AMD projects revenue gains with limited margin expansion
(Bloomberg) -- Advanced Micro Devices Inc., trying to make a dent in Intel Corp.’s dominance of computer processors, projected revenue will grow more quickly than some analysts had estimated, but gave a disappointing forecast for profitability.
First-quarter revenue will be about $1.55 billion, the Sunnyvale, California-based company said Tuesday in a statement. That indicates growth of about 31 percent from an adjusted total of $1.18 billion for the same period a year earlier and compares with an average analyst estimate for a 27 percent increase, according to data compiled by Bloomberg.
Last year, AMD released new designs for desktop, server and laptop processors, saying that some outperform products from Intel, the world’s largest semiconductor maker. Chief Executive Officer Lisa Su touted the chips as the best AMD has produced in years and promised to win back share lost to Intel over the last decade. Investors, who pushed up the stock 295 percent in 2016 in anticipation of those gains, have become concerned that progress will be slower than hoped. Su said AMD’s accelerating growth is evidence that those new offerings are gaining sales.
“The new product strength is the most important factor,” she said on a conference call with analysts. Su maintained her commitment to forging ahead with updating AMD’s offerings, in response to questions on the company’s profitability. “We are investing in key new products and new software and that’s the right thing to do,” she said.

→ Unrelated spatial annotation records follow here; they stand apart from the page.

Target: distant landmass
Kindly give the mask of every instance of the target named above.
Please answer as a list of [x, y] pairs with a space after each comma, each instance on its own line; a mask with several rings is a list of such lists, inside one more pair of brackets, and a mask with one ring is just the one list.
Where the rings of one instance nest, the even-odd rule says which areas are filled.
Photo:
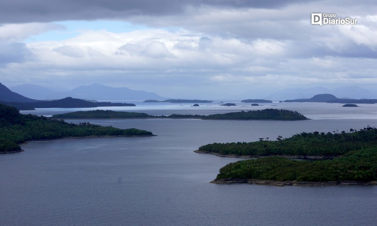
[[45, 99], [61, 99], [66, 97], [74, 98], [111, 100], [164, 99], [165, 97], [153, 92], [133, 90], [126, 88], [116, 88], [97, 83], [81, 86], [66, 92], [55, 92], [46, 95]]
[[84, 122], [76, 125], [43, 116], [20, 114], [12, 107], [0, 105], [0, 153], [22, 151], [18, 145], [28, 140], [88, 136], [153, 136], [136, 129], [121, 129]]
[[32, 102], [40, 101], [24, 97], [11, 91], [5, 86], [0, 83], [0, 101], [6, 102]]
[[[13, 92], [30, 98], [42, 100], [46, 100], [48, 96], [57, 91], [41, 86], [30, 84], [18, 85], [9, 87], [9, 89]], [[62, 89], [60, 88], [60, 89]]]
[[72, 98], [66, 97], [57, 100], [39, 101], [31, 103], [3, 102], [3, 104], [16, 108], [18, 110], [34, 110], [34, 108], [96, 108], [97, 107], [109, 107], [113, 106], [136, 106], [134, 104], [110, 102], [93, 102]]
[[237, 105], [234, 103], [227, 103], [226, 104], [224, 104], [223, 105], [220, 105], [220, 106], [237, 106]]
[[296, 99], [295, 100], [286, 100], [284, 102], [320, 102], [325, 103], [365, 103], [374, 104], [377, 103], [376, 99], [342, 99], [338, 98], [333, 94], [317, 94], [309, 99]]
[[242, 103], [272, 103], [271, 100], [262, 99], [248, 99], [241, 101]]
[[377, 94], [357, 86], [342, 86], [333, 89], [318, 86], [308, 89], [295, 88], [281, 90], [266, 97], [265, 98], [274, 100], [293, 99], [305, 97], [308, 98], [318, 94], [329, 94], [337, 97], [348, 97], [352, 98], [375, 98]]
[[359, 106], [358, 106], [356, 105], [354, 105], [353, 104], [346, 104], [344, 105], [343, 105], [343, 106], [342, 106], [342, 107], [351, 107], [354, 108], [355, 107], [359, 107]]
[[212, 103], [211, 100], [183, 100], [181, 99], [169, 99], [165, 100], [147, 100], [143, 101], [144, 103]]
[[236, 120], [297, 120], [308, 119], [296, 111], [287, 110], [267, 109], [258, 111], [241, 111], [223, 114], [215, 114], [209, 115], [151, 115], [146, 113], [135, 112], [115, 111], [113, 111], [96, 110], [79, 111], [52, 116], [55, 118], [193, 118], [202, 119], [224, 119]]

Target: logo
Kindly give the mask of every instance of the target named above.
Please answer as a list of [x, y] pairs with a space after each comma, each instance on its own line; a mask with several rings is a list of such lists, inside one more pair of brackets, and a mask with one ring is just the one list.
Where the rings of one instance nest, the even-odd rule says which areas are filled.
[[319, 25], [322, 27], [325, 25], [356, 25], [357, 23], [357, 19], [356, 18], [336, 18], [336, 17], [335, 13], [312, 13], [311, 24]]

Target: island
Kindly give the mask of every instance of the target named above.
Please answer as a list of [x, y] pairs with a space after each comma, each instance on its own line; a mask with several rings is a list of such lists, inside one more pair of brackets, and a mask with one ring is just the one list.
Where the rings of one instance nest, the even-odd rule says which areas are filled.
[[237, 105], [236, 105], [236, 104], [235, 104], [234, 103], [227, 103], [224, 104], [223, 105], [220, 105], [220, 106], [237, 106]]
[[342, 106], [342, 107], [359, 107], [357, 105], [354, 104], [346, 104]]
[[257, 111], [241, 111], [208, 115], [173, 114], [169, 116], [151, 115], [144, 113], [115, 111], [109, 110], [78, 111], [52, 115], [54, 118], [198, 118], [204, 120], [279, 120], [294, 121], [309, 119], [297, 111], [267, 109]]
[[272, 103], [271, 100], [262, 99], [248, 99], [241, 101], [242, 103]]
[[[256, 159], [229, 163], [211, 183], [284, 186], [377, 184], [377, 129], [369, 126], [349, 132], [303, 132], [276, 140], [215, 143], [198, 153]], [[297, 161], [287, 157], [330, 159]]]
[[77, 125], [44, 116], [24, 115], [14, 107], [0, 105], [0, 153], [22, 151], [19, 145], [31, 140], [154, 135], [150, 132], [135, 128], [122, 129], [86, 122]]
[[2, 104], [14, 107], [18, 110], [35, 110], [35, 108], [97, 108], [97, 107], [109, 107], [113, 106], [136, 106], [134, 104], [110, 102], [93, 102], [72, 98], [68, 97], [63, 99], [51, 101], [38, 101], [33, 102], [2, 102]]
[[377, 99], [345, 99], [338, 98], [333, 94], [324, 94], [314, 95], [309, 99], [296, 99], [286, 100], [284, 102], [319, 102], [323, 103], [340, 103], [374, 104], [377, 103]]
[[143, 101], [144, 103], [212, 103], [212, 100], [182, 100], [181, 99], [169, 99], [165, 100], [147, 100]]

The company said gross margin, or the percentage of sales remaining after deducting the cost of production, will be greater than 36 percent for 2018. That sparked concerns that AMD has increased the pace of its spending to keep up with larger rivals Intel and Nvidia Corp. Intel reported a gross margin of 63 percent in the fourth quarter.
“That’s what I was afraid of, that it’s spending too much to compete with Intel and Nvidia,” said Stifel Nicolaus analyst Kevin Cassidy.
AMD’s shares were little changed in extended trading, recovering from a decline of as much as 7.7 percent after the results were announced. The stock closed at $12.87 in New York and has gained 25 percent this year.
Fourth-quarter net income was $61 million, or 6 cents a share, compared with a loss a year earlier. Sales rose 34 percent to $1.48 billion. Profit minus certain items was 8 cents a share. Analysts had projected profit on that basis of 5 cents a share on revenue of $1.41 billion.
AMD is also the second-largest maker of graphics processors for add-in cards for PCs used by gamers, behind Nvidia. That market has been boosted sporadically by sales related to cryptocurrency mining. Graphics chips are good at the kind of processing needed for such activity.
Su is trying to restore AMD’s fortunes after years when its products either came too late or fell short of promises. She has repaired its balance sheet and revamped the entire product lineup. A new design for laptops, the biggest area of PCs by volume, was released in the fourth quarter.
AMD’s earnings may also provide a window into how the computer industry is reacting to news earlier this month that a feature of all modern processors makes them vulnerable to the theft of information previously thought to be secure. Intel, AMD and software makers have been rushing to deliver software patches to close off that potential avenue of attack from hackers. Some of those patches have slowed computers or caused older ones to have issues such as unscheduled restarts.